Evan feels so isolated because in Israel we were in Jerusalem and it was like paradise. He figured out the bus system and with his monthly bus card, he could go anywhere the buses or light rail went, including school which made him so much more independent.  He knew the bus system so well, when stranded at the mall by a visiting friend, he called and told me he had it covered and walked in the door 20 minutes later. He could shop on his own, buy iced coffee (an Israeli treat and very unlike the US version) and generally do the weekly shopping if asked and given the credit card.  He was Mr. Jerusalem and absolutely blossomed there – including becoming fluent in Hebrew!

But now we’re home and there aren’t any buses and so he does feel kind of trapped.

Well, I was informed by our case manager that some full waiver slots were coming open.  What that would mean is that Evan would have $30k to use for aides, supported work situations, camps, programs and other goodies we can’t even begin to imagine.  When we had the original money for the aide for a few hours a week, we couldn’t even find an organization that could provide a local aide or even an aide close to Evan’s age.  We had used the services before Israel and basically he would go out for dinner and an evening at Barnes and Noble with a kid who probably couldn’t get a better job.  That discouraged us this time too since we wanted someone local to keep him in touch with his new community but also someone closer to his own age (they sent a grandma once) who could be more of a buddy and not so obviously an aide.

Once I heard full waiver slots were open, I started my campaign to get them for my son.  I called everyone I could think of, including the county social worker who would hold the determination conference, and begged.

I talked about my epilepsy and how my inability to drive really limited Evan’s life. I knew he was on the list but I didn’t know if he’d make the cut.  After all, they were reviewing ALL the individuals, some older and some younger, and some with greater need.  It was a crapshoot whether we’d get funding or not but I made sure I brought his case before the right people and fought the good fight.

And…he was the first to receive waiver funding this year.
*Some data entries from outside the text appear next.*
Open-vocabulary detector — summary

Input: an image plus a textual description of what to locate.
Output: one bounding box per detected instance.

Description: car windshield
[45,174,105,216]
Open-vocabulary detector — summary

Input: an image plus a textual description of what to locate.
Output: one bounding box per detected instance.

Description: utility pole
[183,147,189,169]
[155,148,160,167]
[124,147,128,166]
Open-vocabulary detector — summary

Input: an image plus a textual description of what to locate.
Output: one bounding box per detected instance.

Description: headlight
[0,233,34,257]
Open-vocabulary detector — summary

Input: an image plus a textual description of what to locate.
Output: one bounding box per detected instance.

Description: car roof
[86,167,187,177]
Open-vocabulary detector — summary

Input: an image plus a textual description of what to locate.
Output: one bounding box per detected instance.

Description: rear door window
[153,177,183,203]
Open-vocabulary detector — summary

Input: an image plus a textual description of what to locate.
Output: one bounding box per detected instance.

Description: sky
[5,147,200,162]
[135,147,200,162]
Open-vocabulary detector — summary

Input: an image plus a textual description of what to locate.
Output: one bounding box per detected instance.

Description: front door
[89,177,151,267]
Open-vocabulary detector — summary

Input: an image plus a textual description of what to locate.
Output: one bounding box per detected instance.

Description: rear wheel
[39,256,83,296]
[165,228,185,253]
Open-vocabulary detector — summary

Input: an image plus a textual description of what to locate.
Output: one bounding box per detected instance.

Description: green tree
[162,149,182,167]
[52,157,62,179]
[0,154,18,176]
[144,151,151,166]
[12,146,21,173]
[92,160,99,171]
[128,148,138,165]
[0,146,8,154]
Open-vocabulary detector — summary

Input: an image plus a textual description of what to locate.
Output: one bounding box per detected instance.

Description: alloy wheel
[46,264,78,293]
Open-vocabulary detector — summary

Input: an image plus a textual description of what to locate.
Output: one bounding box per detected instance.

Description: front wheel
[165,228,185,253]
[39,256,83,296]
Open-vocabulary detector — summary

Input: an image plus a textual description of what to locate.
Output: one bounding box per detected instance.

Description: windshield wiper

What this means is that he has this funding for life.  FOR LIFE!  Unless we move, of course, which I don’t think we would even consider unless we went back to Israel but I don’t see that happening except for vacations. He has 25 hours a week of aides who come to take him out, play basketball and do artwork with him.

It’s overwhelming actually to go from zero to 100 mph in such a short time period but I can see, while he is tired and a bit overwhelmed, he is happy. He gets to go to baseball practice and play on another league he wanted to join.  The girls who are his aides are his age and they play basketball and catch and color with him when he wants to.  They take him shopping with them and out to lunch.  He is 5th on a waiting list now for supported employment.  His psychiatrist and I think this is a great option right now as he prepares for regular employment (if he wants…but its his choice.)

Right now his days are filled which is exactly what I wanted for him.  And my heart is filled for him.  His world has opened and it’s his for the taking.  He arranges what he and his aides will do, he makes calls to schedule things and actually used the internet to find the local library’s address the other day so he could go there. I am so proud of him and glad that people listened to me with compassion for him.  That’s what we need more of.  I thank those people who made this possible.  I actually called and thanked the county social worker who I doubt gets much thanks for the hard decisions she has to make. But we thank her.

And every time I see the smile on my kid’s face after his aides are gone for the day, I thank her even more.